Brennende Scheunen einreißen, LKW zerlegen, die Polizei unterstützen: André ist 20 und einer von rund 80.000 ehrenamtlichen Helfern des Technischen Hilfswerks (THW) in Deutschland.

Frewilliger in THW-Montur.

„Man erlebt viel und gibt anderen etwas zurück, das tut gut“, sagt André über sein Engagement beim THW. © privat

Dass André sich ehrenamtlich für seine Mitmenschen einsetzt, kommt wohl nicht von ungefähr. „Der Großteil meiner Familie war bei der Feuerwehr engagiert“, erzählt der 20-Jährige stolz. In seiner Familie ist er der Erste, der seinen Dienst nicht in Feuerwehr-Schwarz, sondern in THW-Blau ableistet.

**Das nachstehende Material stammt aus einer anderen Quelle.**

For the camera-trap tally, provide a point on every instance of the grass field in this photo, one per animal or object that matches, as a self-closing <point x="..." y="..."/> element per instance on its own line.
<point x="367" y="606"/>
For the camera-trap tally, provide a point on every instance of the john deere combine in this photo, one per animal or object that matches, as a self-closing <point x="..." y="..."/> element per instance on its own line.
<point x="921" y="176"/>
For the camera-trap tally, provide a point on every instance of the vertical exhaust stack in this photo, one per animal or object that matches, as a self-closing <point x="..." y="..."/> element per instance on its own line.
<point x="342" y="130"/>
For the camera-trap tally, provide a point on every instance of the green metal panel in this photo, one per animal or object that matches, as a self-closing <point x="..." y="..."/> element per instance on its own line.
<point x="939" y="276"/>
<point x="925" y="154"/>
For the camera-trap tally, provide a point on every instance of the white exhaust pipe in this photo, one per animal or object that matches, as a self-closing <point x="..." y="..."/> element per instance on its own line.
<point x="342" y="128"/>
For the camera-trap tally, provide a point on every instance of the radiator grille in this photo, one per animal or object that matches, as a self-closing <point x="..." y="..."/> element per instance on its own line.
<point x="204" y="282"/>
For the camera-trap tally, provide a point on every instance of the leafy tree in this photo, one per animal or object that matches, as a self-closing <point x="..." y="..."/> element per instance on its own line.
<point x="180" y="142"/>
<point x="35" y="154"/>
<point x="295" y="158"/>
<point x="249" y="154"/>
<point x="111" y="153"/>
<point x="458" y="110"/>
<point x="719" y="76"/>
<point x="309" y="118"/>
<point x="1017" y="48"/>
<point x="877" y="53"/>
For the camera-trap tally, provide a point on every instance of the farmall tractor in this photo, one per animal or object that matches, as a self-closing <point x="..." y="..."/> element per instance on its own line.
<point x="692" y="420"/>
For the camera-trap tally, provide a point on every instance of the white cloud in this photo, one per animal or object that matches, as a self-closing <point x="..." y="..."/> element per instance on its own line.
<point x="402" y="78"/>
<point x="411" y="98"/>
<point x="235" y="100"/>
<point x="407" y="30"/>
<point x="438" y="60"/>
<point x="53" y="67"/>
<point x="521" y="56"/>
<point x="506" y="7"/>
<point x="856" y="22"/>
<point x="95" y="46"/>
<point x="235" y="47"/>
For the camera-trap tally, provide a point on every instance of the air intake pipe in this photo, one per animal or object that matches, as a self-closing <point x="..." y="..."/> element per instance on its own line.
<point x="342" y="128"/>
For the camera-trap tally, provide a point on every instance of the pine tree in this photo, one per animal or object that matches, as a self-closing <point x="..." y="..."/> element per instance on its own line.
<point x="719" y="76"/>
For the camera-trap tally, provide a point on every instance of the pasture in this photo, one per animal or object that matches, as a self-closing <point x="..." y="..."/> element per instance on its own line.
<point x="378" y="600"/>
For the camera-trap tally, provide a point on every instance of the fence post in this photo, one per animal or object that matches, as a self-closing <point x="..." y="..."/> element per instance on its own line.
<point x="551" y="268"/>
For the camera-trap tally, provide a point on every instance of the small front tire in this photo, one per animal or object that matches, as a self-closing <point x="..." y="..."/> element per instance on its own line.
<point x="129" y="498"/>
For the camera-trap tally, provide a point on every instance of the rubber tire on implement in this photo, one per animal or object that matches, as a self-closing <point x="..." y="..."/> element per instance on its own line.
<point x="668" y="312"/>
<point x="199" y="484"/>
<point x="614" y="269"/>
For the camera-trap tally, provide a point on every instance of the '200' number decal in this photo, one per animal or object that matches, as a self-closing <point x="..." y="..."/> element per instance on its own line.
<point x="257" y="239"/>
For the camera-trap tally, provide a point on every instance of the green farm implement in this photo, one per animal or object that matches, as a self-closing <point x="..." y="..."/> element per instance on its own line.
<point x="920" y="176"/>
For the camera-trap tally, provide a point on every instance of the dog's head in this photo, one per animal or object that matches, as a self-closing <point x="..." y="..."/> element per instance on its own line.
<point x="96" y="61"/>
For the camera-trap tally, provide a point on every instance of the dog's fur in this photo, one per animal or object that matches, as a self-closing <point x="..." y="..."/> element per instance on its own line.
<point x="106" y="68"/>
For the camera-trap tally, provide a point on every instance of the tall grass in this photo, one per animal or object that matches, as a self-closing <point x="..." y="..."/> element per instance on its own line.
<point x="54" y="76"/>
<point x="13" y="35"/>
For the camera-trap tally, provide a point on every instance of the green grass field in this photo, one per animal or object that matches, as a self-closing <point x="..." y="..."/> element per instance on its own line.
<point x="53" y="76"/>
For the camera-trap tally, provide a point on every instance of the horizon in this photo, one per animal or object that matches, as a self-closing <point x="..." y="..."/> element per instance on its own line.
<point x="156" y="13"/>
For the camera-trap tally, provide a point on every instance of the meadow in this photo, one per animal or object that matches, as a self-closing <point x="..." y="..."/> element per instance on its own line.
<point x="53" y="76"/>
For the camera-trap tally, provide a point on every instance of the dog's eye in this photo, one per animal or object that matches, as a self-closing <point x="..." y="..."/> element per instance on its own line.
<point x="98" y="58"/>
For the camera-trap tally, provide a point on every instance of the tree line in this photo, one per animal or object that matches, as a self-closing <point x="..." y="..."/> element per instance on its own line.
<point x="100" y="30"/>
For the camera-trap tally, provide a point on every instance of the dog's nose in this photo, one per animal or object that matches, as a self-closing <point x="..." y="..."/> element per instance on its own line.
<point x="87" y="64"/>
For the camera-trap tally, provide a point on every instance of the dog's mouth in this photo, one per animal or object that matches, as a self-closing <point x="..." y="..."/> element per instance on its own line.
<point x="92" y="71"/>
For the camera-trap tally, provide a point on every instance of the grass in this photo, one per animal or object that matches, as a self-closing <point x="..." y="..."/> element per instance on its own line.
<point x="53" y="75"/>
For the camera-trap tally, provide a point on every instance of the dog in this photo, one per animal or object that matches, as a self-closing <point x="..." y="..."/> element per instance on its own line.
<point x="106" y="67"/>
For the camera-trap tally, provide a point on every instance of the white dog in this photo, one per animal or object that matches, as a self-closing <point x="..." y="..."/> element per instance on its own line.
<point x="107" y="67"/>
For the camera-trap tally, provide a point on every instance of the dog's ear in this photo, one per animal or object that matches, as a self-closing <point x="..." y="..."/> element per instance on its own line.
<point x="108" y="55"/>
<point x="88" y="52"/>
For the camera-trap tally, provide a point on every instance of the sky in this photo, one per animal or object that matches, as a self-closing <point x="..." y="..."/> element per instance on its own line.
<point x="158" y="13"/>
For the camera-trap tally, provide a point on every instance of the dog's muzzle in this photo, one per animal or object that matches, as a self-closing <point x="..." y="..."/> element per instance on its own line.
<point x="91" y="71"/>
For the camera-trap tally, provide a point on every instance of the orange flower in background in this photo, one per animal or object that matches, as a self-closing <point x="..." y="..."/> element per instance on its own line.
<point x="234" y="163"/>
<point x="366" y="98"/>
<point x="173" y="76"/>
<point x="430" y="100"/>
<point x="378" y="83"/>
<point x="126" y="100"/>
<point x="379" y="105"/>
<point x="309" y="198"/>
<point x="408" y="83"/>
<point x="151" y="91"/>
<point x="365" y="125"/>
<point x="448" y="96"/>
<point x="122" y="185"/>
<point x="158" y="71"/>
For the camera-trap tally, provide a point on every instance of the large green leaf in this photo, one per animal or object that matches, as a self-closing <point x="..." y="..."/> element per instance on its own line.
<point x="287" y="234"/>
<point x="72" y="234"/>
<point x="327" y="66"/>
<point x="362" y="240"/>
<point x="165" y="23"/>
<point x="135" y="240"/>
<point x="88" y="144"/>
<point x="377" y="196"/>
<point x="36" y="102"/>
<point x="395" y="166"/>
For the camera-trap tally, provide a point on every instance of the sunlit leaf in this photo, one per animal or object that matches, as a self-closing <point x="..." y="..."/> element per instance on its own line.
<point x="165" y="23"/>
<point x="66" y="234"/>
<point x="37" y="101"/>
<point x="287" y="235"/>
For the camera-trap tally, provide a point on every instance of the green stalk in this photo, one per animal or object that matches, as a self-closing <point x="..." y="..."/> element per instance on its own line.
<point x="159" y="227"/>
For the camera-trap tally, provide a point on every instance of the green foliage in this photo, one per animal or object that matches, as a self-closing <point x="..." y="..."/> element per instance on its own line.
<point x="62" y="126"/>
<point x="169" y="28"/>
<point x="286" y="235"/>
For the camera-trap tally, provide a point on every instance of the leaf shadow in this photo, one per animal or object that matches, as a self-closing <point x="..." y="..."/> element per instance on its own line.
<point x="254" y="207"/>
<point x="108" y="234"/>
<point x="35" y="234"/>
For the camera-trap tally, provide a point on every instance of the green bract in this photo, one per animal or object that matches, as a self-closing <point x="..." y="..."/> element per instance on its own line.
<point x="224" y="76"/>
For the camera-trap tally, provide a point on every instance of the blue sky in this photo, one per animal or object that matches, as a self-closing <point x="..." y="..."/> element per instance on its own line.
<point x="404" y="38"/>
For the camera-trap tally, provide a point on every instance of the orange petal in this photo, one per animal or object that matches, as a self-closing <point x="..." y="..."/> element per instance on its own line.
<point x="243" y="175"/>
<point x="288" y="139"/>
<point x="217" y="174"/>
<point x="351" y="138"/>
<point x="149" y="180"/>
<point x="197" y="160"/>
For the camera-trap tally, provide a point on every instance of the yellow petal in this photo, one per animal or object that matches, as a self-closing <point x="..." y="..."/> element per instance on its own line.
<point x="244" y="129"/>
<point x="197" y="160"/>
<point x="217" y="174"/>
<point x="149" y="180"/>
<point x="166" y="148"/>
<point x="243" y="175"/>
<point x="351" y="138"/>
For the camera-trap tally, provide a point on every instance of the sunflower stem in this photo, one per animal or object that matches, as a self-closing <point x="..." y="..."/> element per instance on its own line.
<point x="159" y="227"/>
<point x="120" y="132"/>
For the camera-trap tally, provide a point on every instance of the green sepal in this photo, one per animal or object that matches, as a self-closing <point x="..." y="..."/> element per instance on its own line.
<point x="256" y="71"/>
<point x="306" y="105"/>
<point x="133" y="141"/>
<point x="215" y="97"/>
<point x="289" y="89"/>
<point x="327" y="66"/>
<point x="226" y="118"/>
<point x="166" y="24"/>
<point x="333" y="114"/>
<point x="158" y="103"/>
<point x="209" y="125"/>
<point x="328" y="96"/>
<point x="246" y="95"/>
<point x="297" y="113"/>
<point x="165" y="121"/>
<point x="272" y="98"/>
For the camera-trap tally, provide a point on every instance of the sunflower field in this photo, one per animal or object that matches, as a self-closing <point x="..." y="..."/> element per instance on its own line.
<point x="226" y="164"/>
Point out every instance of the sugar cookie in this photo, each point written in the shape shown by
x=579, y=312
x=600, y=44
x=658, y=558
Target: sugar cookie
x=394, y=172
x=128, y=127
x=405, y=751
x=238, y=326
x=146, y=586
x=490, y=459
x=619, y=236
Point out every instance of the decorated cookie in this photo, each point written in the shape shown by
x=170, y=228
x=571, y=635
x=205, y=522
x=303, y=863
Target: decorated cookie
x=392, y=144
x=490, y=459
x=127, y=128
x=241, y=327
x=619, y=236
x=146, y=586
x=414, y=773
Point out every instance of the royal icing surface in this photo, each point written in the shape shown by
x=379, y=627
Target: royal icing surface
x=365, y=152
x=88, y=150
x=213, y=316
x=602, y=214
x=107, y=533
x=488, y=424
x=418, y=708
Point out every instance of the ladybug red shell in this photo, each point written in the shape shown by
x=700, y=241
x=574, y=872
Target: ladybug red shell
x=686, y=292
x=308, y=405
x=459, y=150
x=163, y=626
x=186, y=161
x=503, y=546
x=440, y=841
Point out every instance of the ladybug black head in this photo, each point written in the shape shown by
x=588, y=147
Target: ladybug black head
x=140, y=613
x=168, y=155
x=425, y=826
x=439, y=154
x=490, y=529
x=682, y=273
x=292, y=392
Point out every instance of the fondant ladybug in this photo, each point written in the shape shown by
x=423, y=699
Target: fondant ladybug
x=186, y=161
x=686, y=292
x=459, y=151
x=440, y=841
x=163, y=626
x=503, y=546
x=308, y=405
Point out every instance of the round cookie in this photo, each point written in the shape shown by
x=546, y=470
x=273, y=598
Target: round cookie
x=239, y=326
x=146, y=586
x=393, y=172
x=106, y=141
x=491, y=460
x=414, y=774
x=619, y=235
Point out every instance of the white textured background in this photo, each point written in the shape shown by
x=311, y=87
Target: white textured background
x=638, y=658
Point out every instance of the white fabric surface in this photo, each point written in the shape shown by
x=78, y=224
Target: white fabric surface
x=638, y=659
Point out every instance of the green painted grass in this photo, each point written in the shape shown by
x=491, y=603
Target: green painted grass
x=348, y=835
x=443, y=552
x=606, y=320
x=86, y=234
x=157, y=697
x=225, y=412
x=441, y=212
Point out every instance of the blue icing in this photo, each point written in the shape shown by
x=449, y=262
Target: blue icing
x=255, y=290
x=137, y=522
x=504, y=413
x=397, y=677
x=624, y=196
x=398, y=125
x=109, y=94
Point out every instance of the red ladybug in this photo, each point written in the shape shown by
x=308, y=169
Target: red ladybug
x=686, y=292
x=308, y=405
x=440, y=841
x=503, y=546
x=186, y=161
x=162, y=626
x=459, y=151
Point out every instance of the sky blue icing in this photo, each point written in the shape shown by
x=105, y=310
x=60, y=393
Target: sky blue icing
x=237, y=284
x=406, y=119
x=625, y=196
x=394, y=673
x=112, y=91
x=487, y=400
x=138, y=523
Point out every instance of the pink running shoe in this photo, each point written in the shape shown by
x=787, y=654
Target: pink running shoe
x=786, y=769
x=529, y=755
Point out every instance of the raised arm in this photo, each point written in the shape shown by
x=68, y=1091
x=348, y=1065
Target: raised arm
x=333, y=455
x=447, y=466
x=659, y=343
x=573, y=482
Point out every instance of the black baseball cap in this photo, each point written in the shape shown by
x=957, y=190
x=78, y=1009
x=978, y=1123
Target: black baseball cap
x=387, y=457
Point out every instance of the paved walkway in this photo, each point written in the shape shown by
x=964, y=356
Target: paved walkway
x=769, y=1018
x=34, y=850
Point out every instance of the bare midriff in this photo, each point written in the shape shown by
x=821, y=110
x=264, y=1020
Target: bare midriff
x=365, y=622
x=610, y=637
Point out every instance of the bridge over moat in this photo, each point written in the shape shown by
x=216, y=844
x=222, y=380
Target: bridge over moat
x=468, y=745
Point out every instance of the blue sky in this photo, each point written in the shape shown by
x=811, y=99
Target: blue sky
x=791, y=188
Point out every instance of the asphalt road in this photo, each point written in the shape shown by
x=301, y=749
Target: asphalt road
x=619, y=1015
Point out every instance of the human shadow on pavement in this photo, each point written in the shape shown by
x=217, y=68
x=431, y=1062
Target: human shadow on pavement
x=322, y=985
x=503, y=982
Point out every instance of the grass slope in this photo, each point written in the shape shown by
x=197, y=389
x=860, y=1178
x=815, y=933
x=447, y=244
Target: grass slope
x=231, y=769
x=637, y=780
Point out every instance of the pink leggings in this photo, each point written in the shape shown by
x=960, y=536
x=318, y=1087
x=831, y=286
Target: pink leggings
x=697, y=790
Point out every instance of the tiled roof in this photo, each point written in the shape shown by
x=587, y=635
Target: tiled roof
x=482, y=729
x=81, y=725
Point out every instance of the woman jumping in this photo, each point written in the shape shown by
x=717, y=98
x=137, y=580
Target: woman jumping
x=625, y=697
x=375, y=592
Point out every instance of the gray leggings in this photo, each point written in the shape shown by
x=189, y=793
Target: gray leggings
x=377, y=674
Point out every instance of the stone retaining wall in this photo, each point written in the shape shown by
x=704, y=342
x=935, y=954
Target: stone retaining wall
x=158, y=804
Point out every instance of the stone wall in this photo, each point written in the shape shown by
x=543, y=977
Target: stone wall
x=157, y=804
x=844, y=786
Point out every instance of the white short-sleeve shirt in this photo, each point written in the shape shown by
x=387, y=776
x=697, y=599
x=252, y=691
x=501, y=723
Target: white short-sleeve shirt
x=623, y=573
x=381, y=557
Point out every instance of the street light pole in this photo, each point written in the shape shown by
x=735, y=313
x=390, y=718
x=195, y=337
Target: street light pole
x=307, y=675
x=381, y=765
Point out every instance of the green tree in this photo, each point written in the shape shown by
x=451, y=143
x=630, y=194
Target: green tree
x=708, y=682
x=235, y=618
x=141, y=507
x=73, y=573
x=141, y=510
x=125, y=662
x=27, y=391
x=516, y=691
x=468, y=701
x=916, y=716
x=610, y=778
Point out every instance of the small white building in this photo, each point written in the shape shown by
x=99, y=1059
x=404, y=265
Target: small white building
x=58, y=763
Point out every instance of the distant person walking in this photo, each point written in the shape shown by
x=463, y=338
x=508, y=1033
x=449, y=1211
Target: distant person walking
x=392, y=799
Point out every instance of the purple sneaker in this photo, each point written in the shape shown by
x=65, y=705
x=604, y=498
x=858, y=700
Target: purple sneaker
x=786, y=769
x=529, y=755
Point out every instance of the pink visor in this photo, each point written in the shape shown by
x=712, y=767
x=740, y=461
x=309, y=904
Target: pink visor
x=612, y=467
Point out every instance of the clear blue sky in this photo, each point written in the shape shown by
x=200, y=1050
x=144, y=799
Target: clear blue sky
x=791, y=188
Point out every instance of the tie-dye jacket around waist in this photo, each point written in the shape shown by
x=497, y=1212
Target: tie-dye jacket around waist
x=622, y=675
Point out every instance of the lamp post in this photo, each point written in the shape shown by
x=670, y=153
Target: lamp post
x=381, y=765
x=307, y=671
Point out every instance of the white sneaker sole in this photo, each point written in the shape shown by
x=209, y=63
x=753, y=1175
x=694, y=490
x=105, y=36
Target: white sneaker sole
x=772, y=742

Und das hat seinen Grund, erinnert sich André zurück: „Das THW hat es mir schon im Winter 2006 angetan.“ Damals sei der Winter sehr schneereich gewesen und das THW habe geholfen, die Schneemassen zu beseitigen. „Zum ersten Mal in meinem Leben habe ich in dieser Situation diesen riesigen Radlader gesehen. Der Bagger hat mich so sehr begeistert, dass ich unbedingt zum THW wollte“, schmunzelt André, der den Radlader nun vielleicht bald selbst bewegen darf.

„Fachgruppe Räumen“

„Die Aufgabe des THW ist, allen anderen Behörden und Hilfsorganisationen unter die Arme zu greifen“, fasst André zusammen. Dabei gehe es nicht selten um Katastrophenlagen. Die Arbeit sei „total vielfältig“, vom Einreißen einer brennenden Scheune über das Ausleuchten von Gebäuden für die Polizei bis hin zur Absicherung einsturzgefährdeter Häuser. „Auch bei Hochwasserlagen sind wir vor Ort, unter anderem wenn schweres Gerät bewegt werden muss“, erklärt er.

Von der Feuerwehr unterscheide sich das THW etwa darin, dass „nicht jeder alles macht“ – es gebe verschiedene Fachgruppen, die besondere Expertisen haben. André gehört zur sogenannten „Fachgruppe Räumen“ des Ortsverbandes Schwelm, das am unteren Ende des Ruhrgebiets in Nordrhein-Westfalen liegt. „Wir treten auf den Plan, wenn etwas Schweres bewegt werden muss“, erklärt der junge THW-Helfer, der im Moment hauptberuflich als Soldat auf Zeit für die Bundeswehr arbeitet. Er erinnert sich an eine Situation, in der er mit seinen Kollegen einen brennenden LKW auseinandernehmen musste, damit die Feuerwehr ihre Löscharbeiten fortsetzen konnte.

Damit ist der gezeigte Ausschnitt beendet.